I am unable to export the Qwen/Qwen3-4B-Thinking-2507 model to ONNX using optimum-cli. The export consistently fails with a RuntimeError related to a tensor size mismatch in the cache update logic.

To Reproduce:

  • Set up an environment with the latest versions of optimum[onnxruntime], transformers, and torch.
  • Run the following command:
    "optimum-cli export onnx --model Qwen/Qwen3-4B-Thinking-2507 qwen3-4b-thinking-onnx"

Bug Confirmation:
To confirm my environment is working correctly, I successfully exported the standard Qwen/Qwen2-1.5B-Instruct model without any issues. This strongly suggests the bug is specific to the architecture or implementation of the -Thinking variant.
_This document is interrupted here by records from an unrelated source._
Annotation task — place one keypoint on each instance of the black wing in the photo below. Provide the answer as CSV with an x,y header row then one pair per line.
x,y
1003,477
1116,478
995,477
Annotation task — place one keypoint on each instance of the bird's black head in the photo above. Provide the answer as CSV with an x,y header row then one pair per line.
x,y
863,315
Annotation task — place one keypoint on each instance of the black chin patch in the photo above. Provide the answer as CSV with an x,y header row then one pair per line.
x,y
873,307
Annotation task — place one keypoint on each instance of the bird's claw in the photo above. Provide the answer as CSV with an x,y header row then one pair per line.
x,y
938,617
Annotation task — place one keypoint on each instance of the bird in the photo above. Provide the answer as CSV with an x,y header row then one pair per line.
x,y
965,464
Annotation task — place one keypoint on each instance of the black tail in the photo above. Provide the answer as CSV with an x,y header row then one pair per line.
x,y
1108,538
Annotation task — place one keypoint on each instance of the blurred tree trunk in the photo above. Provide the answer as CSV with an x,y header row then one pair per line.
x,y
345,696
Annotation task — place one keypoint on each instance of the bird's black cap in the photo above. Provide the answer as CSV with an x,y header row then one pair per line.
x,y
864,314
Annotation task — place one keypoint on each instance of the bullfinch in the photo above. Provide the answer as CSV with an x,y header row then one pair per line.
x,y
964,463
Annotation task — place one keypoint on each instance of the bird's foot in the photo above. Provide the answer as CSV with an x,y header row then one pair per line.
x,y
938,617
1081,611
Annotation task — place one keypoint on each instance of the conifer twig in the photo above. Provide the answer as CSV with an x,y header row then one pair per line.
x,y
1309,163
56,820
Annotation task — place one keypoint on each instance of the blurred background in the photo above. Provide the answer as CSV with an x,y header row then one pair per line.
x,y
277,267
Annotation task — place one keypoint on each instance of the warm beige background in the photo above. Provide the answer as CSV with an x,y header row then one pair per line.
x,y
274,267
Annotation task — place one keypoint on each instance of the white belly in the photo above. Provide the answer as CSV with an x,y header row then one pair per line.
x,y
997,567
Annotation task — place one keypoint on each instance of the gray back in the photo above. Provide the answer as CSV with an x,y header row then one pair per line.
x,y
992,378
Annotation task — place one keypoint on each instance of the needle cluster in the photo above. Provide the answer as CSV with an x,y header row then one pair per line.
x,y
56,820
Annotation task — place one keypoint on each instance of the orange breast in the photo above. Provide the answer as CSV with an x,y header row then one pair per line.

Error Log for Qwen3-4B-Thinking-2507:
C:\Users<Username>\Desktop\onnx\qwen-onnx-env\Lib\site-packages\transformers\cache_utils.py:552: TracerWarning: Converting a tensor to a Python boolean might cause the trace to be incorrect. We can't record the data flow of Python values, so this value will be treated as a constant in the future. This means that the trace might not generalize to other inputs!
not self.key_cache[layer_idx].numel() # prefers not t.numel() to len(t) == 0 to export the model
Traceback (most recent call last):
File "", line 198, in run_module_as_main
File "", line 88, in run_code
File "C:\Users<Username>\Desktop\onnx\qwen-onnx-env\Scripts\optimum-cli.exe_main
.py", line 7, in
sys.exit(main())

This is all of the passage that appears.